Overnight Extubation: Nothing Good Happens at Night in the ICU
The correct timing of extubation is another crucial aspect in the management of the critically ill patient. Considering the significant morbidity associated with mechanical ventilation, patients should be extubated as soon as they are clinically ready, irrespective of the time of day. In the first multi-center evaluation of overnight extubation in the United States, Gershengorn et al8 assessed the frequency and safety of this procedure in a cohort of 97,844 mechanically ventilated adults included in the Project IMPACT database.
One fifth (20.1%) of the subjects underwent overnight extubation (from 7:00 pm to 6:59 am), whose likelihood increased in ICUs with intensivists on-site overnight (compared with other clinicians) and decreased with ICU admission year. Overnight extubation was associated with higher ICU and hospital mortality, both in the cohort of subjects who had a mechanical ventilation duration of <12 h (ICU: 5.6% vs 4.6%, P = .03; hospital: 8.3% vs 7.0%, P = .01) and in those with mechanical ventilation duration of at least 12 h (ICU: 11.2% vs 6.1%, P < .001; hospital: 16.0% vs 11.1%, P < .001). The latter cohort also showed higher rates of re-intubation (14.6% vs 12.4%, P < .001).
Conversely, overnight extubation was associated with a slightly shorter length of ICU stay in the group with mechanical ventilation duration <12 h, and particularly for surgical subjects, and this practice may even be beneficial to some patients not included in the study (eg, those who have had cardiac surgery). However, the reported association with mortality should raise serious concerns about the routine practice of overnight extubation in the critically ill patient. In conclusion, the quality of care and outcomes of patients undergoing mechanical ventilation might be further benefited by improved knowledge of the epidemiology and how the clinicians manage ARDS, re-evaluation of the crucial components of the ventilator bundle, and awareness that elective extubations, like major planned events in the ICU, should take place during the day.

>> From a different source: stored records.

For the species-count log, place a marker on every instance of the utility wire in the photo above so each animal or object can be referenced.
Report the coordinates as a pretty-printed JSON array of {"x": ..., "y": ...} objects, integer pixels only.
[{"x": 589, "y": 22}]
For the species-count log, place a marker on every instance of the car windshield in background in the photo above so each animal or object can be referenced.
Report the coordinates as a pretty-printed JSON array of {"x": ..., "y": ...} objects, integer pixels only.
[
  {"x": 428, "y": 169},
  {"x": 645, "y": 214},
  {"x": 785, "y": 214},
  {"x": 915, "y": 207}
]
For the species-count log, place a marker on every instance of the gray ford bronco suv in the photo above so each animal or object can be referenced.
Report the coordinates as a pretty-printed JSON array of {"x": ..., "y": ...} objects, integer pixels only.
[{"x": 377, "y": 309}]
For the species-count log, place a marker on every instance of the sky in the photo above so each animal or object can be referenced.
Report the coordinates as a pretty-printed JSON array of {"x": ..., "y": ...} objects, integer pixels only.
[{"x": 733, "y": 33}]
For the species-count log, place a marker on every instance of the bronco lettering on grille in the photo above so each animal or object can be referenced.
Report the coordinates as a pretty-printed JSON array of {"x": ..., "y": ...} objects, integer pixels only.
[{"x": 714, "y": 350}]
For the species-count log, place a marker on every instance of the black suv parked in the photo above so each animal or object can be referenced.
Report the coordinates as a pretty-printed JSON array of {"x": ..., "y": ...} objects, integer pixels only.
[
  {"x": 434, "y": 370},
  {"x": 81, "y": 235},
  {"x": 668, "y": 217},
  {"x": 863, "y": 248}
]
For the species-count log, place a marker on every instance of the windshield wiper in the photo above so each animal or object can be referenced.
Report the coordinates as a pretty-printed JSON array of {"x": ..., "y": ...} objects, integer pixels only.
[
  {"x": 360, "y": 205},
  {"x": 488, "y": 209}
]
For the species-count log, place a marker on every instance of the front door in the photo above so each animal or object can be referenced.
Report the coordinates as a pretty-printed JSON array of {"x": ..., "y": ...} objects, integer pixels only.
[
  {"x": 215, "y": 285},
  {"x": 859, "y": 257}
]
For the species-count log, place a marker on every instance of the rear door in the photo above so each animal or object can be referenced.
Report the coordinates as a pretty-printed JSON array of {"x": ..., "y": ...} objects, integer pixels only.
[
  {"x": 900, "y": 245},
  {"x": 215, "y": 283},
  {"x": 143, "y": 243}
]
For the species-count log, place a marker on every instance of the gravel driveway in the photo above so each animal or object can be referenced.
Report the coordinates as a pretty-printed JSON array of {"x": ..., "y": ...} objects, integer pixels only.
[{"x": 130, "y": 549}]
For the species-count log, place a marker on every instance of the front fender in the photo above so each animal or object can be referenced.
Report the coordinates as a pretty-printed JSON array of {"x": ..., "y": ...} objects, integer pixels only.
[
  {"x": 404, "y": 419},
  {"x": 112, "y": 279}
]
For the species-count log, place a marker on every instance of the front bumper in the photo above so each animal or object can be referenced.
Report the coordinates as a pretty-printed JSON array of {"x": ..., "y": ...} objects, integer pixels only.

Ventilator-Associated Challenges
The rationale for endotracheal intubation and mechanical ventilation should be to optimize conditions for clinical recovery and not for the restoration of “normal” physiological values, which would probably be deleterious to patients. The paradigm of lung-protective mechanical ventilation has traditionally advocated for the least injurious ventilatory settings and adjunctive strategies,9 but increasing attention has also been placed on the potentially harmful effects of mechanical ventilation on the heart10 and the diaphragm.11 The recognition of these mechanisms of injury to alternative organs prompted the development of heart-protective (eg, right ventricle) and muscle-protective (eg, diaphragm) mechanical ventilation strategies.11
Noninvasive Ventilation: A Double-Edged Sword
In their review of current clinical challenges in mechanical ventilation for subjects with ARF, Goligher et al11 debate the concept of multimodal protective mechanical ventilation. Noninvasive ventilation (NIV) has proven highly effective to prevent endotracheal intubation in patients with exacerbations of COPD, obesity-hypoventilation syndrome, and acute decompensated heart failure. However, a definite beneficial effect of NIV in the heterogeneous group of patients admitted for hypoxemic ARF has still to be demonstrated. Possible reasons for that are the concomitant circulatory failure, which might require complete respiratory muscle rest, and the risk for large non-protective tidal volumes delivered by NIV. Moreover, the authors endorse the effectiveness of NIV in immunocompromised hypoxemic patients and highlight the potential of high-flow nasal cannula therapy for patients with ARF.
Nonetheless, regardless of the NIV modality or the clinical indication, the patient's gas exchange, work of breathing, and mental status should be accurately monitored because of the risk for delayed intubation to worsen clinical outcome. This topic was recently emphasized by Bellani et al12 in a LUNG SAFE substudy. Among the causes of acute hypoxemic respiratory failure, NIV was not uncommonly used in the management of the subject with ARDS (15%), irrespective of the severity. Potential advantages of NIV in this setting are mainly related to the avoidance of complications related to sedation, muscle paralysis, and invasive mechanical ventilation. However, the subgroup of patients with ARDS most likely to benefit from NIV remains unclear, and the impact of NIV on outcome in ARDS is still not well understood. Additionally, although the mortality rate was low in subjects successfully managed with NIV, subjects who failed NIV had a high mortality. Notably, NIV may be associated with higher ICU mortality in patients with moderate or severe ARDS.
Ventilator-Induced Diaphragm Dysfunction: The Force Awakens
Ventilator-induced diaphragm dysfunction can originate from several factors associated with critical illness and mechanical ventilation.11 Diaphragm inactivity due to excessive ventilatory support may cause rapid diaphragm atrophy and contractile dysfunction. However, insufficient diaphragm unloading can result in excessive inspiratory effort, sarcomeric disruption, and contractile fatigue, with consequent patient distress and muscle injury. Finally, eccentric lengthening contractions during patient-ventilator asynchrony further heighten the risk for acute muscle injury and weakness.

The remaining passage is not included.